Я без проблем добрался до квартиры, оставив позади бесчисленные ряды отчаявшихся владельцев машин, состязавшихся друг с другом за возможность въехать в Тель-Авив. Чек уютно лежал у меня в кармане, сумма на нем равнялась четверти моего месячного заработка в больнице. Сейчас я думал о Дори. Должен ли я ждать, пока родители подпишут гарантии, или я могу связаться с нею без какого-либо формального повода? Дети, одетые в школьную форму, спускались по ступеням. Соседи рассматривали меня с подозрением — быть может, из-за черной кожаной куртки и защитного шлема, — они стояли и смотрели, как я своим ключом открываю двери. Но никто не произнес ни слова.

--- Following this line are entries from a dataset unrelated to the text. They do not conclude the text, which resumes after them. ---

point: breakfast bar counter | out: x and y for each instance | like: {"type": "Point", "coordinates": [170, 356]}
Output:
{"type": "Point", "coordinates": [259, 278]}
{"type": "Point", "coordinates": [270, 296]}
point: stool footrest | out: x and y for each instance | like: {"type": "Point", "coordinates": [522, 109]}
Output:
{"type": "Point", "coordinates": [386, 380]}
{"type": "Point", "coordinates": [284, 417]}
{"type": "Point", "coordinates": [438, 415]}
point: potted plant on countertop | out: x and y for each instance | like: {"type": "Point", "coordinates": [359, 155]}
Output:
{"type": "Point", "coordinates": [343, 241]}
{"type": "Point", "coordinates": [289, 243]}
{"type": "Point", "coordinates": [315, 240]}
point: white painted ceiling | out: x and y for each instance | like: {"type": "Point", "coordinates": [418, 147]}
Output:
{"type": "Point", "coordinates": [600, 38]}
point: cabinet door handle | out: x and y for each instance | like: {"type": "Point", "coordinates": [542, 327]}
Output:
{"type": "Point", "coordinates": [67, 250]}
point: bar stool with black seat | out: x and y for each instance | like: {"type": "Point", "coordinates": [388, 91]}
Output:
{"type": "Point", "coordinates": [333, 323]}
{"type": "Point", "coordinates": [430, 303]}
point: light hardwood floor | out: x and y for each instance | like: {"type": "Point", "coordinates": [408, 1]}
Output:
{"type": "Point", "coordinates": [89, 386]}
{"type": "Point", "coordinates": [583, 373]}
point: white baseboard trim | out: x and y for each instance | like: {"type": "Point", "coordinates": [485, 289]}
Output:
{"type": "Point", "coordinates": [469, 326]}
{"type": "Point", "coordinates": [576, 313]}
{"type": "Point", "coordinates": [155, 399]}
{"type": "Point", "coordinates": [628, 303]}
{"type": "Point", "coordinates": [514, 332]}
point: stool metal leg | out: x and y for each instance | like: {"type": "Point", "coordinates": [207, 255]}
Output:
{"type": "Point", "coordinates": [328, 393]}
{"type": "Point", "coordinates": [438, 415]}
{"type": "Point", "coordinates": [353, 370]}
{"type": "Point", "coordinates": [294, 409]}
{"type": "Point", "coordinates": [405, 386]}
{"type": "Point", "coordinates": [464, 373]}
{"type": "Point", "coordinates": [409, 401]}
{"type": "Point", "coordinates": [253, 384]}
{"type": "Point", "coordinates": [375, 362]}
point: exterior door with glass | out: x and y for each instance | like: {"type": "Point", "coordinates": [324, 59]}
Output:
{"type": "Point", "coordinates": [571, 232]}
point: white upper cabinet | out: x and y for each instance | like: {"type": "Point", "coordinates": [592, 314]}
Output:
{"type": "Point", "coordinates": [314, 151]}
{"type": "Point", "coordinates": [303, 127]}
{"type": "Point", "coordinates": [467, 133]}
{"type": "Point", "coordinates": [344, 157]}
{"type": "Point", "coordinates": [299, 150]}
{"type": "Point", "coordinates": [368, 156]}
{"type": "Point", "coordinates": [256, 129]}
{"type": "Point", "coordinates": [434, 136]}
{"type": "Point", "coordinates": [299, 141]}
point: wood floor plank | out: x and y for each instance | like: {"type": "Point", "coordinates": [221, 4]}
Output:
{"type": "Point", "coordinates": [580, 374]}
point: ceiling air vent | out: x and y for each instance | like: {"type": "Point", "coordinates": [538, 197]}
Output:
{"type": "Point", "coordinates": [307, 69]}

Дома я приготовил себе обильный завтрак, затем опустил жалюзи и приготовился к долгому, безо всяких неожиданностей сну, особенно с учетом того, что телефон был отключен. Но пока я тонул в провальном сне, линию подключили, и около часа дня телефон разбудил меня непрерывным и занудным звонком. Это была моя мать, очень довольная тем, что ее усилия принесли столь явные плоды. Первое, о чем она спросила, это когда я собираюсь у них появиться. «Завтра рано утром», — без промедления ответил я, зная, что этим я смогу компенсировать им отмененную поездку в Тель-Авив.
И так оно получилось на самом деле — я прибыл в Иерусалим в пятницу, до того еще, как отец вернулся с работы, и я тут же выложил все, что со мною случилось — и интервью с профессором Левиным, и мое окончательное расставание с больницей.

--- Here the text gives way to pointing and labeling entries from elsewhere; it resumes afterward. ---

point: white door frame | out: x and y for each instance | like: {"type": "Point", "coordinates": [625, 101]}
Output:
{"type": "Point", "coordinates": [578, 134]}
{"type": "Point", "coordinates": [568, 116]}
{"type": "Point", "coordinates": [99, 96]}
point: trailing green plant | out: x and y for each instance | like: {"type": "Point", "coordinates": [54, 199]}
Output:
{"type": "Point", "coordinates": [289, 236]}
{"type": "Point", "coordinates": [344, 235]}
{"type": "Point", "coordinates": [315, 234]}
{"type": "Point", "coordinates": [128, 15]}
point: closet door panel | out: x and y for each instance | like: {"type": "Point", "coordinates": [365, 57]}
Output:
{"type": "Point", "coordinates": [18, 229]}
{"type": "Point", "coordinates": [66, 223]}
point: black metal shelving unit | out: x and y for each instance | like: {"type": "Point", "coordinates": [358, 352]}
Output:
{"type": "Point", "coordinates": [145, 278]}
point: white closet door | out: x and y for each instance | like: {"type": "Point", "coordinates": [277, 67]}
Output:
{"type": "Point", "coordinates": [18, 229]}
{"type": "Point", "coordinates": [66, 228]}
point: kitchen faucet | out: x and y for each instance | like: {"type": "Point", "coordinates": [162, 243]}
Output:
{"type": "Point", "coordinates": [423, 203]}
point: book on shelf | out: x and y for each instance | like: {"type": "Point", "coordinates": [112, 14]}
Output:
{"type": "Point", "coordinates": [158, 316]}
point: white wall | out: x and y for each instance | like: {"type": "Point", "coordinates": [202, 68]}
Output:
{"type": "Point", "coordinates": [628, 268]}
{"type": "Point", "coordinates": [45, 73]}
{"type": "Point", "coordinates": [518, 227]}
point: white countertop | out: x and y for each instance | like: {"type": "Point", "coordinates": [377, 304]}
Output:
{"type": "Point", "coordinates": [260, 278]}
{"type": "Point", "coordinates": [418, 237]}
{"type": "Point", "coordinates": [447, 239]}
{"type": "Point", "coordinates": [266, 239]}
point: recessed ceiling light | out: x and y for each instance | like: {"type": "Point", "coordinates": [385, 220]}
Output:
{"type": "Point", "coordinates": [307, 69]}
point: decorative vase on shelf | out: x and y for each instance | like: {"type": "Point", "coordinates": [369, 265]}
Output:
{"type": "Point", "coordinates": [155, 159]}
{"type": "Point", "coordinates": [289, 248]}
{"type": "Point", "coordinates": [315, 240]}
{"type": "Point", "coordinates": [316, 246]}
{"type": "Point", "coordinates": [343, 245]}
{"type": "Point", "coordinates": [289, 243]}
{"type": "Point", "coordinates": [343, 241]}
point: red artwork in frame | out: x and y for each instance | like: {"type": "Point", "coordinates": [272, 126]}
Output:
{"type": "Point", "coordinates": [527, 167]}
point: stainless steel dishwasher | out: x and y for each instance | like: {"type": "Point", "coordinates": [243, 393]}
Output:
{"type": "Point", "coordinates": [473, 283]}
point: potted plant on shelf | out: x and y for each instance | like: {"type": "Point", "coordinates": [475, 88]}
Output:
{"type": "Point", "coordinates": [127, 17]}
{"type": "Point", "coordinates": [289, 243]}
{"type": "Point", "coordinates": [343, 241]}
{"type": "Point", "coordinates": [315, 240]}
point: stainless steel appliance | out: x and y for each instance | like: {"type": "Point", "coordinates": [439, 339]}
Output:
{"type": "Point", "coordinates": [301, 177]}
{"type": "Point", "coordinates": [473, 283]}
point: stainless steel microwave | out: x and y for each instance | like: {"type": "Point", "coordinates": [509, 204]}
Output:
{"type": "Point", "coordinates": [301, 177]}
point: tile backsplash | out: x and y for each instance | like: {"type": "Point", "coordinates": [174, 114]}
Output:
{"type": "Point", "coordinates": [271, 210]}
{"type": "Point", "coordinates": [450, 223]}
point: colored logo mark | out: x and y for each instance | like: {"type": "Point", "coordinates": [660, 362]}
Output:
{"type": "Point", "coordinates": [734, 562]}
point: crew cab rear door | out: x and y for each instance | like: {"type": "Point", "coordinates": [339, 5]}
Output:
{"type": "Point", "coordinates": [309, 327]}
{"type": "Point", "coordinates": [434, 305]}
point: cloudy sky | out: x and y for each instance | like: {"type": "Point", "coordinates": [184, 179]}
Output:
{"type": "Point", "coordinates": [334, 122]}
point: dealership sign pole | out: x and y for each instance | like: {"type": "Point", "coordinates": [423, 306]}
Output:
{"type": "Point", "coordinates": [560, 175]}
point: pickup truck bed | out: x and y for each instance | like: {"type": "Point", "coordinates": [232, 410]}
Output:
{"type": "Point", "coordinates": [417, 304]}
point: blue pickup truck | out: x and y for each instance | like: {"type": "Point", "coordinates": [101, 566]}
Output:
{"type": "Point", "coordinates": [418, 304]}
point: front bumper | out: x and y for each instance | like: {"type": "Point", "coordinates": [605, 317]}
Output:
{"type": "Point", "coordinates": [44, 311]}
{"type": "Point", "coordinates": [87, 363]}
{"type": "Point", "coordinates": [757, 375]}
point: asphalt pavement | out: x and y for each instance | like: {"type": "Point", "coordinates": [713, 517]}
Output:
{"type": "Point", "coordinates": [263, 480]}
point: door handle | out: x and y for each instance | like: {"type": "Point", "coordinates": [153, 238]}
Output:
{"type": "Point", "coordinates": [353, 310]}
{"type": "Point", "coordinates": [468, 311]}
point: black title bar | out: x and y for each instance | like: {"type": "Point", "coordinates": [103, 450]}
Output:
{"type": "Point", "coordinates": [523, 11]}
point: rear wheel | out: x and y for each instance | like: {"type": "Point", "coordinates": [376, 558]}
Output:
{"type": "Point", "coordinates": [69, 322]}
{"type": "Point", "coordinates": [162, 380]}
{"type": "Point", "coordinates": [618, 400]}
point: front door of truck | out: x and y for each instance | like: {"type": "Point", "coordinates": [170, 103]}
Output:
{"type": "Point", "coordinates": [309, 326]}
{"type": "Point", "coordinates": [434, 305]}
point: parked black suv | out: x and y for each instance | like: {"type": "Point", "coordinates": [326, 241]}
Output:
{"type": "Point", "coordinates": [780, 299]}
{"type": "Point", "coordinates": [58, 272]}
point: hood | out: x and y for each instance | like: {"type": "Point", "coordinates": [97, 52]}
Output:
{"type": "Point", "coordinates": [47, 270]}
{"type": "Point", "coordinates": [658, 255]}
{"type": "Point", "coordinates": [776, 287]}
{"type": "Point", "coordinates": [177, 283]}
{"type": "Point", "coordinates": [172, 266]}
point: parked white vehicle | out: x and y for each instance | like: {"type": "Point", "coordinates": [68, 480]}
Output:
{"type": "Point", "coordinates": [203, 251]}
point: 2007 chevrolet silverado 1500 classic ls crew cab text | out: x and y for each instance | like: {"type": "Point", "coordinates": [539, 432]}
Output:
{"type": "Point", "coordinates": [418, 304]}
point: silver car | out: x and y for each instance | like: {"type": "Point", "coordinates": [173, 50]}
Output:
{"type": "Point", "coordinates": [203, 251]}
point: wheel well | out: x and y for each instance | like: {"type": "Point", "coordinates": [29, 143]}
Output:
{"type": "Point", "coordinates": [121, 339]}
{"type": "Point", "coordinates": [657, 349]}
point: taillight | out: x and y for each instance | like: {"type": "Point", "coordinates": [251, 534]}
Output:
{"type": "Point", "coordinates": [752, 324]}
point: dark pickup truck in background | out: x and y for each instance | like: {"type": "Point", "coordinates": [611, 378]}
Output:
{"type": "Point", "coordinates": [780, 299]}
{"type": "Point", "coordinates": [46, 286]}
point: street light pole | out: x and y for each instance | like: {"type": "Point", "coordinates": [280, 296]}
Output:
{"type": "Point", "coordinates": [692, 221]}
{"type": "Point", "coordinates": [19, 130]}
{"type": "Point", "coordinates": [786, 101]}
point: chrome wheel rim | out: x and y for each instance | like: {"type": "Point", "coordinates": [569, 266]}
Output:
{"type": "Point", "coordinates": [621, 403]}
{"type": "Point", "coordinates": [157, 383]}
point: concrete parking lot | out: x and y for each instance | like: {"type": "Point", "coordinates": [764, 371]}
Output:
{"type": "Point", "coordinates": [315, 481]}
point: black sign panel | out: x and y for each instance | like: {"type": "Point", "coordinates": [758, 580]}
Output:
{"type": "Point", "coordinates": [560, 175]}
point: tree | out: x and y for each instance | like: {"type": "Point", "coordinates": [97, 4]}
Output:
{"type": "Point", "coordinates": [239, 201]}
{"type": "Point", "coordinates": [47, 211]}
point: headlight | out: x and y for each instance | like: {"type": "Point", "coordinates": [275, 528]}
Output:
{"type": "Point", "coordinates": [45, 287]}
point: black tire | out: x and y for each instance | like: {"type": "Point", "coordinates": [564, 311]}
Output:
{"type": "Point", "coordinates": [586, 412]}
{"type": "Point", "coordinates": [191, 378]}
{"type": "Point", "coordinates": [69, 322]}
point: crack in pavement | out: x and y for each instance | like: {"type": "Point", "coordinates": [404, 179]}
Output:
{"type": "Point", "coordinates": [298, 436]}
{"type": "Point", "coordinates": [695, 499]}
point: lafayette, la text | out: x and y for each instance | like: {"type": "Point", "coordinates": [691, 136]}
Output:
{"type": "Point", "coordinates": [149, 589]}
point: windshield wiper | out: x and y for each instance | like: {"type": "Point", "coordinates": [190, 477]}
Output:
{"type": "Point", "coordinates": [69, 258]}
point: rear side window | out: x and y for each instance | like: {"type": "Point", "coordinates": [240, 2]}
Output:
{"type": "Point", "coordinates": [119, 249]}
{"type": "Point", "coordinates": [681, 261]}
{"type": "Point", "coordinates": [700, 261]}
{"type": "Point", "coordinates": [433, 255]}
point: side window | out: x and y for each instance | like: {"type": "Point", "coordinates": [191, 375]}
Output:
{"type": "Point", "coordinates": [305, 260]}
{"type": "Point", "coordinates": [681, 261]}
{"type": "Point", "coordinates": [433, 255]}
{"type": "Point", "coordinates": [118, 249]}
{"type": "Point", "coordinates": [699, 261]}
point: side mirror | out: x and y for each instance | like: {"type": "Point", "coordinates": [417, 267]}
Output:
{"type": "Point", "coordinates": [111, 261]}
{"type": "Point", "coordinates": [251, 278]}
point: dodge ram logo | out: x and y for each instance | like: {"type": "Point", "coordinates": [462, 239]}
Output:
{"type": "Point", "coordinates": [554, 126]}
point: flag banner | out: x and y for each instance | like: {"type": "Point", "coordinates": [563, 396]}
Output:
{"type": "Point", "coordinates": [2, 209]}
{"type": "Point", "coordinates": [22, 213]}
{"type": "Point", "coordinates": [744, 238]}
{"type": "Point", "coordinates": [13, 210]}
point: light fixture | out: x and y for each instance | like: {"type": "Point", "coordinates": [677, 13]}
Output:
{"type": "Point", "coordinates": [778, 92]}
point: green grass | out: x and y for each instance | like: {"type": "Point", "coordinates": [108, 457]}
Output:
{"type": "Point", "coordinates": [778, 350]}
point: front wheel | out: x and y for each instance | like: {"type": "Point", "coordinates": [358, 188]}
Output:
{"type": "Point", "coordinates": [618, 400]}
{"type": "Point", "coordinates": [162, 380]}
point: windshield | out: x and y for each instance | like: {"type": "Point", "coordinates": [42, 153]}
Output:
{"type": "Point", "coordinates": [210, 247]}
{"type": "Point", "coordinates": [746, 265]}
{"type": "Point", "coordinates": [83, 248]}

Мать выслушала все, не произнося ни слова. В какую бы переделку я ни попадал, она никогда не спешила возлагать всю вину на противоположную сторону, даже если было ясно, что эта противоположная сторона не права и отнеслась ко мне несправедливо; для нее гораздо важнее было понять, какие черты моего характера заставили их поступить так, а не иначе. И сейчас, тактично, но настойчиво, она стала допытываться — так ли был я уверен, что переливание крови было столь уж необходимо? И что я чувствовал, осуществляя его? Мне было ее жаль. Она ощупью блуждала во мраке, отыскивая нечто, чего там никак не могло оказаться. Но я боялся, что она может наткнуться на что-то, что в этой темноте было. А потому я сознательно подбавил мрака, в водах которого она и продолжала барахтаться. Затем появился отец. Я хотел чуть-чуть отложить огорчительные новости, но мать, не теряя времени, вывалила все на него. В первые мгновения он побледнел, но чуть позже отошел и с каким-то непристойным удовольствием выслушал крутые определения, которые доктор Накаш дал болезням профессора Левина. Тот факт, что профессор Хишин не высказал никаких сомнений в отношении трансфузии, показался отцу подтверждением моей невиновности и полностью его удовлетворил. Равным образом на него произвело большое впечатление описание частной клиники в Герцлии, не говоря уже об уровне оплаты за одну ночь работы.